Jucilene teve a missão de comprar uma lembrança para um sobrinho em uma loja do terminal. A ouvidora diz que, ao pedir ajuda para a escolha do presente, a "atendente ficou claramente nervosa".
"Em vez de me entregar objetos ou descrever o que havia, já foi dizendo que ali não tinha nada para mim. Pedi para ela me auxiliar a ir em outra loja. Ela ficou sem ação. Por fim, chamou um funcionário da rodoviária."

METRÔ

O grupo seguiu junto para a estação Tietê, do Metrô, com bom acesso e sinalização. Dois funcionários se colocaram à disposição. Para entrar no trem, houve dificuldade no manuseio da cadeira de Lucianna, que levou um baque na porta do vagão - mas foi apenas um susto.

Na estação São Judas, um funcionário (previamente avisado de onde eles desceriam) aguardava. "Hoje funcionou bem, mas várias vezes eles se esquecem de avisar na estação de chegada que há uma pessoa que precisa de auxílio", diz Jucilene.

Novamente dois funcionários foram destacados para dar auxílio. "Vocês andam assim tudo junto, mesmo?", disse um deles. O mesmo que quase impediu a equipe de fazer um novo teste: a travessia de uma rua movimentada.

"De jeito nenhum que eu vou deixar vocês sozinhos atravessarem aqui [avenida Jabaquara]." Ele só deixou o grupo após intervenção do repórter, também cadeirante.

Trajeto

RUAS

Segundo Lucianna, a falta de padrão e buracos nas calçadas, além da ausência de rampas ou rampas inseguras impedem um cadeirante de andar tranquilo pelas ruas.

Na travessia até o ponto de ônibus -o objetivo final era chegar a Congonhas-, o semáforo, sem sinalização sonora para cegos, ficava vermelho antes de os mais vagarosos chegarem na calçada.

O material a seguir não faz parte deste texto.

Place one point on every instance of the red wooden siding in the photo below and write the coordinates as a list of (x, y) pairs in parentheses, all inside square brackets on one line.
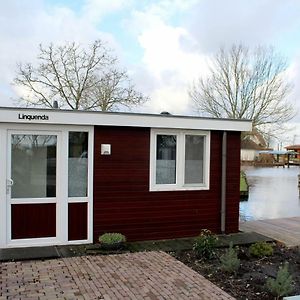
[(123, 203), (33, 220), (77, 221)]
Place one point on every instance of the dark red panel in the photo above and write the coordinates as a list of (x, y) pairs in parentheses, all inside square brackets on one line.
[(123, 203), (33, 220), (78, 221)]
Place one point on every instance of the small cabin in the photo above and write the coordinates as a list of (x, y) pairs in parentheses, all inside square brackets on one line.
[(67, 177)]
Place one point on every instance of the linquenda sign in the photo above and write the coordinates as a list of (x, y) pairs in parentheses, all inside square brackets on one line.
[(33, 117)]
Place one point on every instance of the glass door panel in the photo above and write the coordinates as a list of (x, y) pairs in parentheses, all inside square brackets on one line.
[(33, 166)]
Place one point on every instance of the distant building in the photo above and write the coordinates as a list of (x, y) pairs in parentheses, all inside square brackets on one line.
[(295, 148), (251, 145)]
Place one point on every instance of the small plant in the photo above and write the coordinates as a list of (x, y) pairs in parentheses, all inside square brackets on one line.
[(282, 284), (261, 249), (205, 243), (112, 240), (229, 261)]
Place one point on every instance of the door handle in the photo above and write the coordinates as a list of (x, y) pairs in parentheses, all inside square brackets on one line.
[(9, 182)]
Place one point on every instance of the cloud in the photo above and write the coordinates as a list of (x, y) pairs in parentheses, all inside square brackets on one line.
[(167, 56), (26, 24), (215, 23)]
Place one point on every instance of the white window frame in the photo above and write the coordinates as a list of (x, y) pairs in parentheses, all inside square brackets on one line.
[(180, 160)]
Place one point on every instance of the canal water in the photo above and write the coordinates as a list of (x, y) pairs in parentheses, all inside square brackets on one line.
[(273, 193)]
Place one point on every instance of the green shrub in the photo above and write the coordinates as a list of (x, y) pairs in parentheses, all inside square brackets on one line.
[(282, 284), (229, 261), (205, 243), (261, 249), (112, 238)]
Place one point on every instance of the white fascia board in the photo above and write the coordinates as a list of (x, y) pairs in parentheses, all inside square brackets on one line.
[(64, 117)]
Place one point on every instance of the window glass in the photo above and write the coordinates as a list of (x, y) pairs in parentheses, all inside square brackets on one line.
[(166, 159), (194, 145), (33, 165), (78, 164)]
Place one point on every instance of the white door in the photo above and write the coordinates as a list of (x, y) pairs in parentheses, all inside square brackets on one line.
[(33, 187)]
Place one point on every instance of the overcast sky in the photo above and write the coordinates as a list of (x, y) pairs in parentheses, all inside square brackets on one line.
[(164, 44)]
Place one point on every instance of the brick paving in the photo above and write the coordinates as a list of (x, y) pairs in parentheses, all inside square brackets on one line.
[(143, 275)]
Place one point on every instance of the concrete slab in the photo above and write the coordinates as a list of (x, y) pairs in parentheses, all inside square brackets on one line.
[(284, 230), (139, 276), (29, 253)]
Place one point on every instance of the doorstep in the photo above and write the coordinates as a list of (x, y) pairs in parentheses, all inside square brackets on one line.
[(45, 252)]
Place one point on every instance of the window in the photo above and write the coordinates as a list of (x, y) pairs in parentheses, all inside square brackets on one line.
[(179, 160)]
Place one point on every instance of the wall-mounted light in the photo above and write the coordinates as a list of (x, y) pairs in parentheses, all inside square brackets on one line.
[(105, 149)]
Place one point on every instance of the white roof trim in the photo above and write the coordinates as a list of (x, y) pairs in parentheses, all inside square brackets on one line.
[(69, 117)]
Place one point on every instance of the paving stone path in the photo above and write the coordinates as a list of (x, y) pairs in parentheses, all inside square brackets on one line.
[(143, 275)]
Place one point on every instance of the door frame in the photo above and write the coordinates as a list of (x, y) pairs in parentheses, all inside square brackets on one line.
[(62, 200)]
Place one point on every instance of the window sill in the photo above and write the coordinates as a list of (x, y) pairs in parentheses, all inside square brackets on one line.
[(176, 188)]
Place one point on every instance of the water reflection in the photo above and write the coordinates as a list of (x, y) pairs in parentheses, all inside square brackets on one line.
[(273, 194)]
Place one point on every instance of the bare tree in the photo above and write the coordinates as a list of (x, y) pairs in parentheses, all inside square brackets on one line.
[(77, 79), (245, 84)]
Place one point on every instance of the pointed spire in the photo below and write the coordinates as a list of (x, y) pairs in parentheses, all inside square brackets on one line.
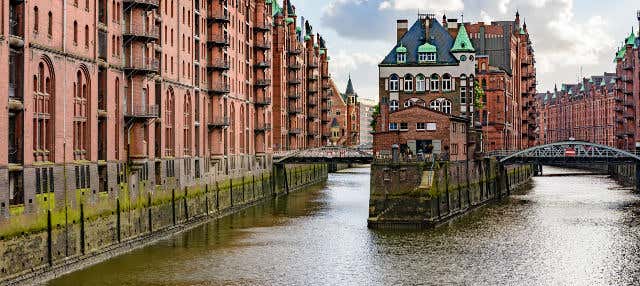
[(350, 89)]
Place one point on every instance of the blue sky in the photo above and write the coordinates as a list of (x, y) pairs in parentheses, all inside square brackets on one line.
[(567, 34)]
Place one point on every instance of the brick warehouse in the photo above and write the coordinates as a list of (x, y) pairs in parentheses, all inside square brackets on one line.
[(437, 64), (137, 94)]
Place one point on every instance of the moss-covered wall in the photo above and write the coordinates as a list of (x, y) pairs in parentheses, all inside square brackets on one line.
[(39, 242), (417, 195)]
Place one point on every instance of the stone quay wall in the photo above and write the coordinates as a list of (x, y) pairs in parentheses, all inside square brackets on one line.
[(40, 246), (423, 195)]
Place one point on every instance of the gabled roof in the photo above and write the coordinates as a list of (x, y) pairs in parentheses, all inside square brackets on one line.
[(415, 37), (462, 43)]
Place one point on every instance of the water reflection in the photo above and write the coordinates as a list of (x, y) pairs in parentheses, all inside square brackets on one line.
[(574, 230)]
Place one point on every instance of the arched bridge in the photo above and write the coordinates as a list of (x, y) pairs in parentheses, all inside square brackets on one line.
[(338, 155), (567, 153)]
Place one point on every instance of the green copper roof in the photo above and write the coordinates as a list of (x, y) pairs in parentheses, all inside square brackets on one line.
[(401, 49), (462, 43), (427, 48), (631, 40)]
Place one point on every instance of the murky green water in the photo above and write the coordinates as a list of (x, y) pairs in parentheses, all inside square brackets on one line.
[(566, 230)]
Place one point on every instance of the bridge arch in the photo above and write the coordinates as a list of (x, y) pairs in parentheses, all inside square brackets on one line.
[(570, 152)]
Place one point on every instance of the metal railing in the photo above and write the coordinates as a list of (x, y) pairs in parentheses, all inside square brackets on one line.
[(144, 111)]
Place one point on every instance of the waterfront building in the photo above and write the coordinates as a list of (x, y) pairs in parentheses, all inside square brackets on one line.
[(507, 74), (583, 111), (367, 108), (133, 95)]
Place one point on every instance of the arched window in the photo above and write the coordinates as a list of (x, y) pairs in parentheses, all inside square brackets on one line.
[(36, 19), (408, 82), (50, 24), (420, 83), (435, 82), (187, 124), (75, 32), (43, 96), (168, 121), (441, 104), (446, 82), (86, 36), (81, 116), (393, 105), (393, 82)]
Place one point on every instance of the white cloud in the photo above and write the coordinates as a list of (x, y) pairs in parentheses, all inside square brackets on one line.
[(423, 5)]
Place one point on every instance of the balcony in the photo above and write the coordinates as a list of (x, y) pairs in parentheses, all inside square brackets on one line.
[(149, 4), (141, 65), (263, 64), (218, 16), (218, 40), (142, 112), (136, 32), (294, 51), (262, 27), (218, 64), (295, 131), (293, 110), (263, 82), (219, 122), (262, 101), (262, 45), (218, 89), (294, 66), (262, 127), (294, 81)]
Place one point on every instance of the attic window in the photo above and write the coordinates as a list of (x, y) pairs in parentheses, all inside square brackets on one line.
[(402, 57)]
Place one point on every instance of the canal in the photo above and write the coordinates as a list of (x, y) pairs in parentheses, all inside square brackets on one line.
[(574, 229)]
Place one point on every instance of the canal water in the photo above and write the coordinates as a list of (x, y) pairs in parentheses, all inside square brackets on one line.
[(575, 229)]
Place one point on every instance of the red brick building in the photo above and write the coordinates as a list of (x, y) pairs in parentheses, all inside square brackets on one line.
[(583, 111), (131, 95)]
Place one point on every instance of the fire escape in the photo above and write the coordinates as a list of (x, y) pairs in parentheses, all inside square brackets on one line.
[(140, 65)]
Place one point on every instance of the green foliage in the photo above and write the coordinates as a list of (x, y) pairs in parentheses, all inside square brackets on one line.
[(478, 95)]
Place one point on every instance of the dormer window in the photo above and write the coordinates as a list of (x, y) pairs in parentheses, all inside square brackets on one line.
[(402, 58)]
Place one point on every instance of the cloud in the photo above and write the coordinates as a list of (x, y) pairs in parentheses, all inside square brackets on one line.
[(423, 5)]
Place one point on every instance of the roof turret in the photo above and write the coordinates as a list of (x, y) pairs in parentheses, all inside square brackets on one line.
[(462, 43)]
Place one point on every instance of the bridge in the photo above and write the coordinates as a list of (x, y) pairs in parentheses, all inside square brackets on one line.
[(332, 155), (569, 153)]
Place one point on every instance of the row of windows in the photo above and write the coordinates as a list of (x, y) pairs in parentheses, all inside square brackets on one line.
[(420, 126), (433, 83), (440, 104)]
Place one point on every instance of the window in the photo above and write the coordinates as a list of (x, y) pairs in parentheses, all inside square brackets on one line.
[(402, 58), (86, 36), (431, 57), (36, 19), (393, 83), (75, 33), (446, 82), (435, 82), (393, 105), (463, 95), (50, 24), (408, 82), (420, 83), (422, 57)]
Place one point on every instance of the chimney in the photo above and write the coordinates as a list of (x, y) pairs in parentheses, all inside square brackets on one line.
[(403, 27)]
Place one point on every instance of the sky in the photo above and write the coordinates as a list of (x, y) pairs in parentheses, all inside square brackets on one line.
[(570, 37)]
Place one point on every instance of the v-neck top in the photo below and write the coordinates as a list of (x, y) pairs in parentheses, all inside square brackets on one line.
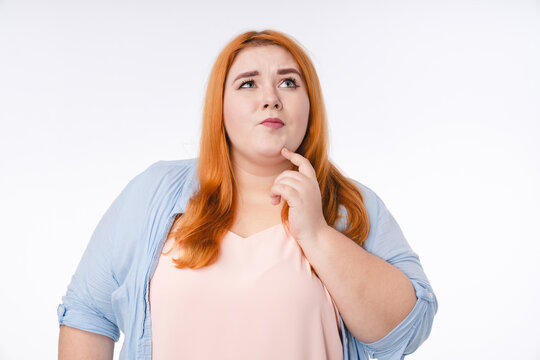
[(260, 300)]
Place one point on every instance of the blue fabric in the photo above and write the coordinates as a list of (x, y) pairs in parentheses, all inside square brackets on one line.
[(109, 291)]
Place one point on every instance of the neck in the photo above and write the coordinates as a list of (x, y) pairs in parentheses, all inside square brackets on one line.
[(254, 180)]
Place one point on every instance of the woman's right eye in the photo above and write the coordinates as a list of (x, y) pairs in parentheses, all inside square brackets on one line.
[(246, 82)]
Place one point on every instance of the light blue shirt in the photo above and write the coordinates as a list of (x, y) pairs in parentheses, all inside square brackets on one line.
[(109, 291)]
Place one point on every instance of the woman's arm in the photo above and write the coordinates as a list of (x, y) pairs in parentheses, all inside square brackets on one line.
[(76, 344)]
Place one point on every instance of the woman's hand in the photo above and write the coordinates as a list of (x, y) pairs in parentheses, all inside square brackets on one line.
[(301, 191)]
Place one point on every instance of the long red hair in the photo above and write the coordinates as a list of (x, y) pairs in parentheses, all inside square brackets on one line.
[(210, 211)]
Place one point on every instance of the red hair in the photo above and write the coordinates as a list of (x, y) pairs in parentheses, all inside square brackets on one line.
[(210, 211)]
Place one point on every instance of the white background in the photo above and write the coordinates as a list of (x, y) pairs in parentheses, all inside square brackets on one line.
[(435, 105)]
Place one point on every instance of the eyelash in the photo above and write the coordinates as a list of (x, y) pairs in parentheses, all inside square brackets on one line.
[(287, 79)]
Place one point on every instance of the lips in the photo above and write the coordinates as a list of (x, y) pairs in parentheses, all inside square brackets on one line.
[(273, 121)]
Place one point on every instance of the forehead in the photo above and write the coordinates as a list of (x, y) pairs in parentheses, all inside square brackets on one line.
[(262, 58)]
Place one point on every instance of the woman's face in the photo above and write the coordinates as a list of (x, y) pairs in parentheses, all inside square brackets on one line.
[(274, 89)]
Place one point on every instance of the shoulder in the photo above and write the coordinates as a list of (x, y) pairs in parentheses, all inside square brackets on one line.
[(163, 182), (163, 173), (372, 202)]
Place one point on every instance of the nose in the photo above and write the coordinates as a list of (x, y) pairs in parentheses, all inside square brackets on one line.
[(271, 100)]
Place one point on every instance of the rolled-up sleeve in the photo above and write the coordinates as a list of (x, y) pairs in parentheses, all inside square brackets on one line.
[(87, 304), (387, 241)]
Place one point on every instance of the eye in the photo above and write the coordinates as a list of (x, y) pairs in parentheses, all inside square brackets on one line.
[(250, 81), (291, 80)]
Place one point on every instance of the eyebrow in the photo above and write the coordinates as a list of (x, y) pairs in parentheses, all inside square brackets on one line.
[(280, 72)]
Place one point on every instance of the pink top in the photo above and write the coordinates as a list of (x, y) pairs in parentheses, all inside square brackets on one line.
[(260, 300)]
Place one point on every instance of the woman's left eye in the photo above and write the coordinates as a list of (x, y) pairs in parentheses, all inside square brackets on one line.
[(250, 82)]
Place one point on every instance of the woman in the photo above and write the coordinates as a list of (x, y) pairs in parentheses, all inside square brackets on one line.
[(257, 249)]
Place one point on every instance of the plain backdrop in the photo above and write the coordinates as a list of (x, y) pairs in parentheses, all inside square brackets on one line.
[(435, 105)]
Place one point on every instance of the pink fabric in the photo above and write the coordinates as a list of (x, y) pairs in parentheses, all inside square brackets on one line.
[(260, 300)]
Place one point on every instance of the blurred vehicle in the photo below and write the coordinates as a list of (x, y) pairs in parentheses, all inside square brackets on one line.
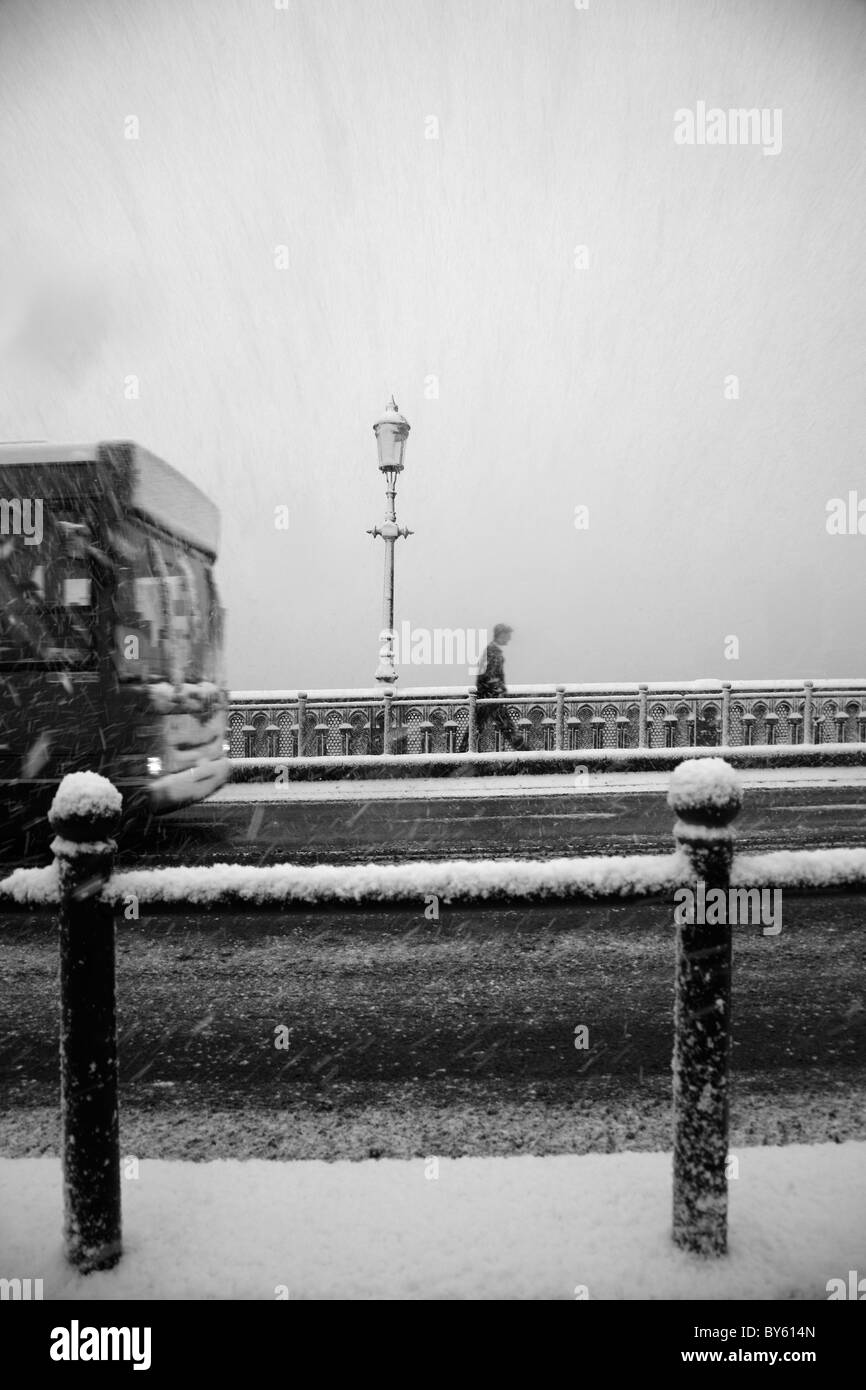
[(110, 627)]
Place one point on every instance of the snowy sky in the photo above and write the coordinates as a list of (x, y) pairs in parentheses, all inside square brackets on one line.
[(410, 259)]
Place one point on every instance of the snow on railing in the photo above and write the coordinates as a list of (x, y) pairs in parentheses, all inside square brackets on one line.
[(445, 720)]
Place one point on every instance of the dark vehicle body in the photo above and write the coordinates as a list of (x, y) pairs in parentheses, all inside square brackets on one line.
[(110, 627)]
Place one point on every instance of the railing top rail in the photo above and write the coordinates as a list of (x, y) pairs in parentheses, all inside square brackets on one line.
[(548, 691)]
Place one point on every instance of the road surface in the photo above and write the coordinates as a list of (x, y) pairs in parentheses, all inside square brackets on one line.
[(406, 1036), (496, 818)]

Depois de 40 minutos de espera no ponto, sem que nenhum ônibus acessível passasse, o cansaço abateu a todos e o teste ficou sem sua parte final. O problema maior é que a vida real não tem simulações -só situações concretas de falta de acesso.

"Não quero que todo mundo saiba se comunicar em libras, mas uma atenção mais detalhada já ajuda. Tentar compreender o outro é o que mais falta", disse Castilho.

OUTRO LADO

A Socicam, responsável pelo terminal Tietê, diz que, "atenta às questões sustentáveis", desliga elevadores em horários de menor fluxo para economizar energia elétrica e que não é possível classificar as bagagens dos passageiros como cargas.

A empresa diz que a sinalização em braile e a informação auditiva estão nos elevadores, mas que pode haver vandalismo.

Ela afirma que banheiros para deficientes são fechados para evitar seu uso por outras pessoas. Diz ainda que funcionários recebem treinamento de libras.

A gestão Haddad diz que a oferta de ônibus acessíveis subiu de 59% para 87% da frota, que foi construído um milhão de metros quadrados de novas calçadas e que estuda um modelo de semáforo. O Metrô diz que "todas as estações são acessíveis e os funcionários operacionais capacitados".